Eén (potentiële) wereldkampioen in een team hebben, is al lastig. Maar twee is helemaal moeilijk. Toen Lin Jarvis in januari 1999 de leiding kreeg over het nieuw gevormde Yamaha-fabrieksteam – tot december 2004 gevestigd in Schiphol-Rijk, waardoor Jarvis nog altijd uitstekend Nederlands spreekt – was de situatie enigszins vergelijkbaar. Ook toen waren er twee sterke ego’s, een Italiaan en een Spanjaard, met de potentie om wereldkampioen te worden. Max Biaggi en Carlos Checa werden dat echter niet. “We wonnen wel wedstrijden, maar we misten in 2000 de gouden kans om wereldkampioen te worden. Die ging naar Kenny Roberts junior. Ik wil niets afdoen aan de prestatie van Kenny, maar dat jaar hadden we met Max wereldkampioen moeten worden. In 2001 werd hij tweede, maar was Valentino bij Honda zo dominant dat hij feitelijk geen schijn van kans had. In plaats van dat het beter ging, werd het juist moeilijker, met 2003 als dramatisch dieptepunt. Dat jaar, met Alex Barros en Marco Melandri, wonnen we niet één Grand Prix. Toch kwam er iets goeds uit: het was de inleiding tot een drastische mentaliteitsverandering bij Yamaha. In het jaar erna trokken we Valentino Rossi aan en werden we wereldkampioen. Er is een mooi gezegde waar ik in die periode veel aan heb gehad: het donkerste moment van de nacht is net voor het ochtendgloren. Het klopt.”

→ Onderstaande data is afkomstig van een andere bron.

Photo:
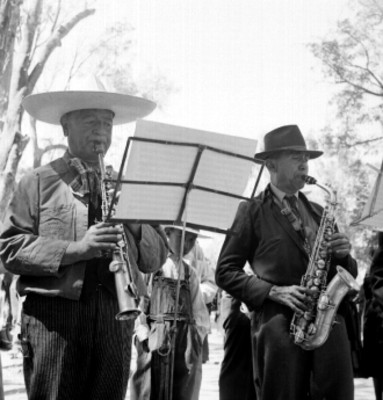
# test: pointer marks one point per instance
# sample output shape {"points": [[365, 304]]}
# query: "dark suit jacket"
{"points": [[267, 240]]}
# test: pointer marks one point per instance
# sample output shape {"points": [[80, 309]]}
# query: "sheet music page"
{"points": [[161, 171]]}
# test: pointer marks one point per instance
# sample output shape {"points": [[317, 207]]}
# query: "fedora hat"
{"points": [[51, 106], [187, 229], [285, 138]]}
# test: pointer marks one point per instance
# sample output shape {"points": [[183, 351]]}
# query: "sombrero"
{"points": [[51, 106], [87, 93]]}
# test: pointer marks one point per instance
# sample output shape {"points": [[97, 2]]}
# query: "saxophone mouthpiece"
{"points": [[310, 180]]}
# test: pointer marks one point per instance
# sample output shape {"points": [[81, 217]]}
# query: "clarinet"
{"points": [[127, 294]]}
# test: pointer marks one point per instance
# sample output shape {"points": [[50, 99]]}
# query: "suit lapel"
{"points": [[288, 228]]}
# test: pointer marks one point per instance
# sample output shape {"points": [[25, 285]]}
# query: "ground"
{"points": [[14, 384]]}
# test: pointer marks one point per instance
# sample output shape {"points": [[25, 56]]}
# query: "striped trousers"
{"points": [[75, 349]]}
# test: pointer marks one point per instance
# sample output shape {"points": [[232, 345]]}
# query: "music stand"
{"points": [[177, 175], [186, 177]]}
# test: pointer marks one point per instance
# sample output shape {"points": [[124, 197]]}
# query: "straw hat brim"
{"points": [[266, 154], [188, 229], [51, 106]]}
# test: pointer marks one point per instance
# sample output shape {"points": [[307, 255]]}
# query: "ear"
{"points": [[271, 165], [65, 129]]}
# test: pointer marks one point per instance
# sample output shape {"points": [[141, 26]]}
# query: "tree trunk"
{"points": [[21, 84], [9, 20]]}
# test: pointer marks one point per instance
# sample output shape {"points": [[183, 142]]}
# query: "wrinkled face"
{"points": [[85, 129], [175, 237], [288, 170]]}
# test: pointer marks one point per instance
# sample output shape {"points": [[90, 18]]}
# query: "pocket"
{"points": [[159, 337], [24, 336], [57, 222]]}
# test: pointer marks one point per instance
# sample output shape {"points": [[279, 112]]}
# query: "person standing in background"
{"points": [[373, 320]]}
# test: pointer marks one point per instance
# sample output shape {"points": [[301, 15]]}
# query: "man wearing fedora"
{"points": [[73, 346], [155, 378], [278, 248]]}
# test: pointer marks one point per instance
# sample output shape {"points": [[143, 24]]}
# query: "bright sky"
{"points": [[242, 67]]}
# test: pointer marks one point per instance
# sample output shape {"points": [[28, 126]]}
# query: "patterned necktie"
{"points": [[293, 203]]}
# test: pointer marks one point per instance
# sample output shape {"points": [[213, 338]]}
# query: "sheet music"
{"points": [[160, 173]]}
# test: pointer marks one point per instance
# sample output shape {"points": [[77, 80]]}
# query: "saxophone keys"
{"points": [[114, 266], [321, 264], [312, 329]]}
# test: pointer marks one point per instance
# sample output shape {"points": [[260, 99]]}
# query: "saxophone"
{"points": [[127, 294], [312, 329]]}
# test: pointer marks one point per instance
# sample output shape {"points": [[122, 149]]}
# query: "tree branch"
{"points": [[55, 41]]}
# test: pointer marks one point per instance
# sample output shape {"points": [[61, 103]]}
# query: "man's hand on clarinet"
{"points": [[98, 238]]}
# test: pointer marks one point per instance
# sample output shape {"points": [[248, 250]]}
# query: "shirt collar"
{"points": [[279, 194]]}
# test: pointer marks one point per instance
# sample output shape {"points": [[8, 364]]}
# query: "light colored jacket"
{"points": [[44, 216]]}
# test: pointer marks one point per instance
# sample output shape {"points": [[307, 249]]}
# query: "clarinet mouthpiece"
{"points": [[310, 180], [99, 148]]}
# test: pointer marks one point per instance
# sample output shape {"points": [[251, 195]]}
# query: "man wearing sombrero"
{"points": [[274, 232], [73, 346]]}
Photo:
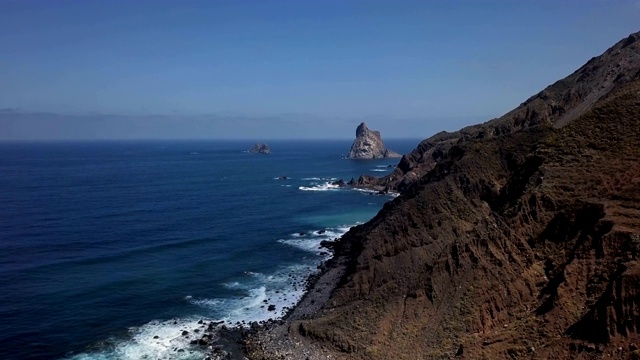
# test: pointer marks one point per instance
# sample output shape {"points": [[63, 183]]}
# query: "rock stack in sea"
{"points": [[368, 145]]}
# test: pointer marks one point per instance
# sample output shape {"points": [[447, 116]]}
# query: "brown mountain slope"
{"points": [[556, 105], [520, 245], [521, 241]]}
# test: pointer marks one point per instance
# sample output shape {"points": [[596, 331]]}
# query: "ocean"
{"points": [[110, 249]]}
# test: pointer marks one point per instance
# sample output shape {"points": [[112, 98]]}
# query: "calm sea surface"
{"points": [[108, 250]]}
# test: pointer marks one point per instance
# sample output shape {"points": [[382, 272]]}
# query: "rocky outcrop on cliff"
{"points": [[260, 148], [518, 238], [368, 145], [556, 105]]}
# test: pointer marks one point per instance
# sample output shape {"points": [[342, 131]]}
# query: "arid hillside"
{"points": [[517, 238]]}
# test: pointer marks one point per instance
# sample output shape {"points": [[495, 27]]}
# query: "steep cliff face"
{"points": [[556, 106], [368, 145], [518, 238]]}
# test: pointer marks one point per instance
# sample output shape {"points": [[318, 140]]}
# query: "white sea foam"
{"points": [[327, 186], [311, 241], [154, 340], [282, 290], [319, 179]]}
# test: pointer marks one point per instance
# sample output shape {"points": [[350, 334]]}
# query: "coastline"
{"points": [[280, 339]]}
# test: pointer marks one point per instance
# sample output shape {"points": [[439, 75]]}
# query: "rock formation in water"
{"points": [[368, 145], [260, 148], [517, 238]]}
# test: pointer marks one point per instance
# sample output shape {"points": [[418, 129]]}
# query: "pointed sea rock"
{"points": [[368, 145]]}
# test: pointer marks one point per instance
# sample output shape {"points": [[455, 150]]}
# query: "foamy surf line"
{"points": [[170, 339], [327, 186], [267, 297]]}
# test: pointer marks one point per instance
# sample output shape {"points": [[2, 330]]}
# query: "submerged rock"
{"points": [[260, 148], [368, 145]]}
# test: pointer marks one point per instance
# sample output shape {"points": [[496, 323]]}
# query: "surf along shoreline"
{"points": [[272, 339], [279, 338]]}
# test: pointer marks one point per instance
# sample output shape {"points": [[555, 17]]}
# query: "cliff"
{"points": [[517, 238], [368, 145]]}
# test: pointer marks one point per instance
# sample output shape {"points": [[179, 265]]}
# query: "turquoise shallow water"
{"points": [[106, 245]]}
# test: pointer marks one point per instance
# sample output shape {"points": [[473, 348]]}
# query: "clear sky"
{"points": [[296, 68]]}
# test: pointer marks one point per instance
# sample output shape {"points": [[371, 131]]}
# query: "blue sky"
{"points": [[409, 68]]}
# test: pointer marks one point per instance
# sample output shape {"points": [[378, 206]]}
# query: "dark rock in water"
{"points": [[327, 244], [205, 340], [260, 148], [368, 145]]}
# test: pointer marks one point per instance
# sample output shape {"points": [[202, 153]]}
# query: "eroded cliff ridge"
{"points": [[369, 145], [517, 238]]}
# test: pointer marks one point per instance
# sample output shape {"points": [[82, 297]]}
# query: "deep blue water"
{"points": [[106, 245]]}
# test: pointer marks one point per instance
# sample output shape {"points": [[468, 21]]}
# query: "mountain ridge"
{"points": [[516, 238]]}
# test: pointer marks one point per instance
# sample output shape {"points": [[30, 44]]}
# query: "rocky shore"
{"points": [[278, 338]]}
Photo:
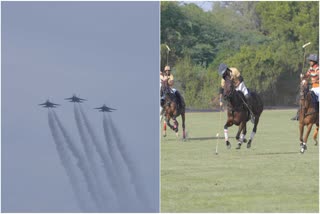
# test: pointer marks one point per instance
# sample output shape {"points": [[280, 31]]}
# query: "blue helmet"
{"points": [[313, 57], [222, 68]]}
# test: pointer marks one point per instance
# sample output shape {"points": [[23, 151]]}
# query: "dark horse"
{"points": [[308, 115], [239, 112], [173, 106]]}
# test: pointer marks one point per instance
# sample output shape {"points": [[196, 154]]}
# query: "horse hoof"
{"points": [[239, 146], [249, 144], [228, 144]]}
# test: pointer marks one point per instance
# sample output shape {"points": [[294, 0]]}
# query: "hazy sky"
{"points": [[106, 52]]}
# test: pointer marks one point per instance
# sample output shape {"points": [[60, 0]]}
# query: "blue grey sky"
{"points": [[106, 52]]}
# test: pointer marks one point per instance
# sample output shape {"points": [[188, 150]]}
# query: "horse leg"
{"points": [[183, 117], [175, 126], [315, 135], [304, 144], [164, 128], [254, 131], [301, 129], [244, 132], [168, 123], [240, 139], [226, 137]]}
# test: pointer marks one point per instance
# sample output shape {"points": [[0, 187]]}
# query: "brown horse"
{"points": [[173, 106], [239, 112], [307, 115]]}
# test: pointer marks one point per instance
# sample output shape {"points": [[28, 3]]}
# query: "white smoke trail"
{"points": [[131, 165], [118, 163], [83, 165], [106, 190], [111, 168], [68, 166]]}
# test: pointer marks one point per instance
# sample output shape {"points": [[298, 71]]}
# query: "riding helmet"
{"points": [[222, 68], [313, 57]]}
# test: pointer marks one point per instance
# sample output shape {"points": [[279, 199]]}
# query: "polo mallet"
{"points": [[304, 54], [168, 50], [217, 135]]}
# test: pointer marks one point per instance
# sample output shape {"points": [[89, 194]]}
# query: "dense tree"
{"points": [[262, 39]]}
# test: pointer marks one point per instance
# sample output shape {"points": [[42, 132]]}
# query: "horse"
{"points": [[238, 113], [308, 115], [173, 106]]}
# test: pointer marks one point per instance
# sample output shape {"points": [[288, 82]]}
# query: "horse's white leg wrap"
{"points": [[252, 135], [242, 136], [226, 135]]}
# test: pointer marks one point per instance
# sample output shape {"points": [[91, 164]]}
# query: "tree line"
{"points": [[262, 39]]}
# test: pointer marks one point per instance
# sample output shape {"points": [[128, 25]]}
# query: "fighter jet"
{"points": [[48, 104], [75, 99], [105, 108]]}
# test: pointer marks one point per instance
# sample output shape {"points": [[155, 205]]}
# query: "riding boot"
{"points": [[249, 105], [297, 116], [179, 98]]}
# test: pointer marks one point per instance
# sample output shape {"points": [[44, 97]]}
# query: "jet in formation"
{"points": [[48, 104], [75, 99], [105, 108]]}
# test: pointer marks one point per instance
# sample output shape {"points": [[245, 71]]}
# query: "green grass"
{"points": [[272, 176]]}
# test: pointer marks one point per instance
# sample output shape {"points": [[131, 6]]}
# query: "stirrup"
{"points": [[252, 119]]}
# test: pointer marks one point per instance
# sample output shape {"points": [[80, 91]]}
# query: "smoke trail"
{"points": [[133, 170], [83, 165], [107, 191], [67, 164], [115, 175], [116, 158]]}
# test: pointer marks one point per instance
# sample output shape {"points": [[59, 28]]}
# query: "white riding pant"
{"points": [[316, 91], [242, 87]]}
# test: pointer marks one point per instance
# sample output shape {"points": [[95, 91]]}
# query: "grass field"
{"points": [[272, 176]]}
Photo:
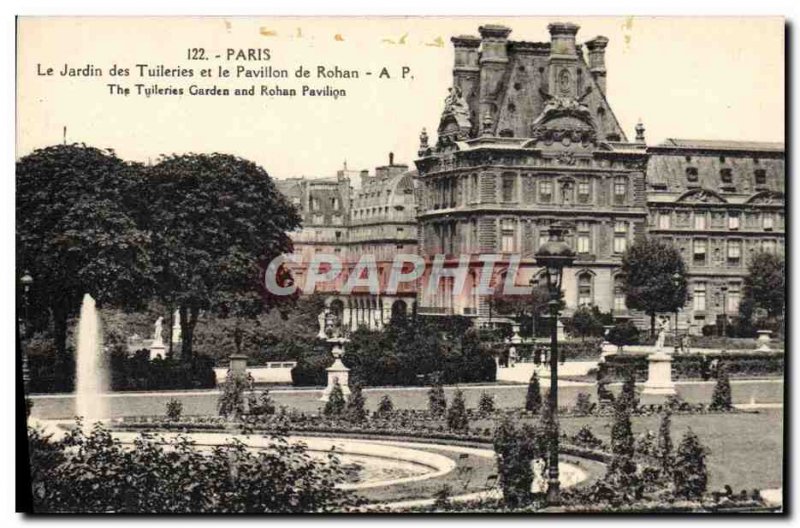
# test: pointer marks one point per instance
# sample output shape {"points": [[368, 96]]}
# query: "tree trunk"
{"points": [[189, 316], [60, 338], [652, 325]]}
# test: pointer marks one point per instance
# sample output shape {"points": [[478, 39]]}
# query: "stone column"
{"points": [[337, 371], [659, 375]]}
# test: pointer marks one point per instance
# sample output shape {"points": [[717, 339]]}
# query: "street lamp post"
{"points": [[724, 290], [676, 281], [554, 256], [27, 281]]}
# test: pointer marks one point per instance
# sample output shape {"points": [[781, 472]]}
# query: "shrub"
{"points": [[437, 403], [627, 395], [174, 410], [93, 473], [583, 404], [457, 414], [533, 398], [385, 406], [690, 476], [264, 406], [586, 438], [335, 405], [355, 411], [515, 449], [442, 497], [486, 403], [721, 399], [231, 403], [624, 334]]}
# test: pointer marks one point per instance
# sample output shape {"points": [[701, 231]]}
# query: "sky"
{"points": [[692, 77]]}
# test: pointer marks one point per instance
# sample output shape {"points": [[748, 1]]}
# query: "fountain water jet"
{"points": [[91, 369]]}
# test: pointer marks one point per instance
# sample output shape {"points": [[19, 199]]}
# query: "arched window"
{"points": [[585, 297], [619, 295]]}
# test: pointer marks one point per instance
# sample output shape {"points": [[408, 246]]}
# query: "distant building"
{"points": [[527, 137]]}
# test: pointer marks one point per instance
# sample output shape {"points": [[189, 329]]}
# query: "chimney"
{"points": [[563, 62], [493, 62], [597, 60], [466, 72]]}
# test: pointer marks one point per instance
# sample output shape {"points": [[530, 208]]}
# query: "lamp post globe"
{"points": [[554, 255]]}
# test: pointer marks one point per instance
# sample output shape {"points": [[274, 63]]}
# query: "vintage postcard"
{"points": [[401, 264]]}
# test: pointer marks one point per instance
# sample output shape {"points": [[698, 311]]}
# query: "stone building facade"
{"points": [[527, 137], [719, 202], [374, 215]]}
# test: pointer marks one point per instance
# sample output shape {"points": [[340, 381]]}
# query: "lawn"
{"points": [[746, 449]]}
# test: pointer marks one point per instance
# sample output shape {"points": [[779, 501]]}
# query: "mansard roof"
{"points": [[719, 145]]}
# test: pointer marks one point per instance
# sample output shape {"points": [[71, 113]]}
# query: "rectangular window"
{"points": [[584, 240], [699, 252], [620, 190], [620, 237], [700, 296], [509, 185], [734, 252], [584, 191], [508, 236], [734, 297], [700, 221], [545, 191]]}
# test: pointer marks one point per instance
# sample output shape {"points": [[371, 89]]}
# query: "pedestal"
{"points": [[659, 375], [337, 371]]}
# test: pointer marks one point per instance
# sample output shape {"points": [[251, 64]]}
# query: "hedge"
{"points": [[696, 366]]}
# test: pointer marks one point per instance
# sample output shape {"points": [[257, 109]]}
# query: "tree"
{"points": [[764, 285], [355, 411], [80, 229], [533, 398], [654, 278], [335, 405], [213, 237], [457, 419], [437, 403], [664, 442], [690, 475], [385, 406], [721, 399]]}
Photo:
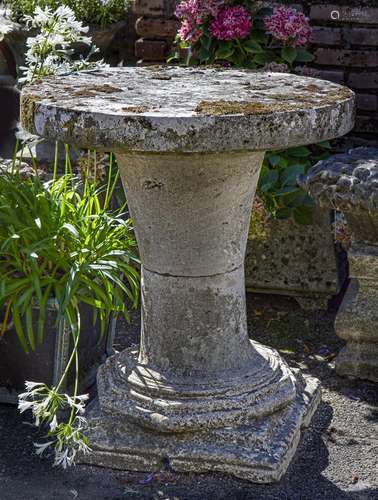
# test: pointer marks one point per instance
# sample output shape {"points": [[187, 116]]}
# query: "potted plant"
{"points": [[67, 263]]}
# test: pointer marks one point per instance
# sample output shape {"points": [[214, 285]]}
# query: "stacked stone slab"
{"points": [[349, 183]]}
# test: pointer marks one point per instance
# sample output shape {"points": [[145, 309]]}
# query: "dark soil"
{"points": [[337, 457]]}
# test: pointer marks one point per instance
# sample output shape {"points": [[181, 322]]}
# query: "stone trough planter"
{"points": [[47, 362], [349, 182], [302, 261]]}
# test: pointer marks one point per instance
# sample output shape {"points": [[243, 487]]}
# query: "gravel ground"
{"points": [[337, 457]]}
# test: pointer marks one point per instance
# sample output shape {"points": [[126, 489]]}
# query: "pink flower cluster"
{"points": [[193, 13], [231, 22], [289, 26]]}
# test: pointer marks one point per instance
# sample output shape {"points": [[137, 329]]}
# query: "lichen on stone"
{"points": [[28, 104], [345, 181], [224, 107]]}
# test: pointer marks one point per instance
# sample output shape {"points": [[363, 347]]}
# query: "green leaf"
{"points": [[268, 180], [29, 327], [289, 54], [290, 175], [299, 152]]}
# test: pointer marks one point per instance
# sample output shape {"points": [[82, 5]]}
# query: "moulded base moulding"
{"points": [[259, 451]]}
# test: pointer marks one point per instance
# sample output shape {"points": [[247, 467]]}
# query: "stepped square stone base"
{"points": [[190, 144], [258, 450]]}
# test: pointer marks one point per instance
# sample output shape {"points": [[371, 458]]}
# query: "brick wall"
{"points": [[344, 41]]}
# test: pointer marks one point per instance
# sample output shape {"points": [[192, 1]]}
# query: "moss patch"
{"points": [[244, 108], [91, 91], [135, 109]]}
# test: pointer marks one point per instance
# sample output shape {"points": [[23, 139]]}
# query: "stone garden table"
{"points": [[199, 395]]}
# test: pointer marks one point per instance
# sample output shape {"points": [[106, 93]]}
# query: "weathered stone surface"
{"points": [[347, 181], [357, 318], [160, 109], [189, 145], [298, 260], [350, 182], [259, 450]]}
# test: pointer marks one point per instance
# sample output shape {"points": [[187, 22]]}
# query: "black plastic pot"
{"points": [[47, 362]]}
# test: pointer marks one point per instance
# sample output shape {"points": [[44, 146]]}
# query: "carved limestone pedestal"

Inmiddels heeft Jarvis (58) zeven wereldtitels achter zijn naam staan (vier van Valentino Rossi, drie van Jorge Lorenzo), zes constructeurstitels en mocht hij vijf keer de triple crown op zijn cv zetten, omdat het Yamaha MotoGP-team ook het sterkste team was. “De triple is het mooiste en het hoogste wat je kunt bereiken: de beste rijder, de beste machine, het beste team. Dat is de filosofie van Yamaha: we zijn hier om te winnen. Met dat doel voor ogen is het mijn taak om het sterkst mogelijke team neer te zetten. Een winnend team bovendien. Het is wel zo prettig als rijders goed met elkaar kunnen opschieten, maar ik ben hier niet om een happy family te runnen.”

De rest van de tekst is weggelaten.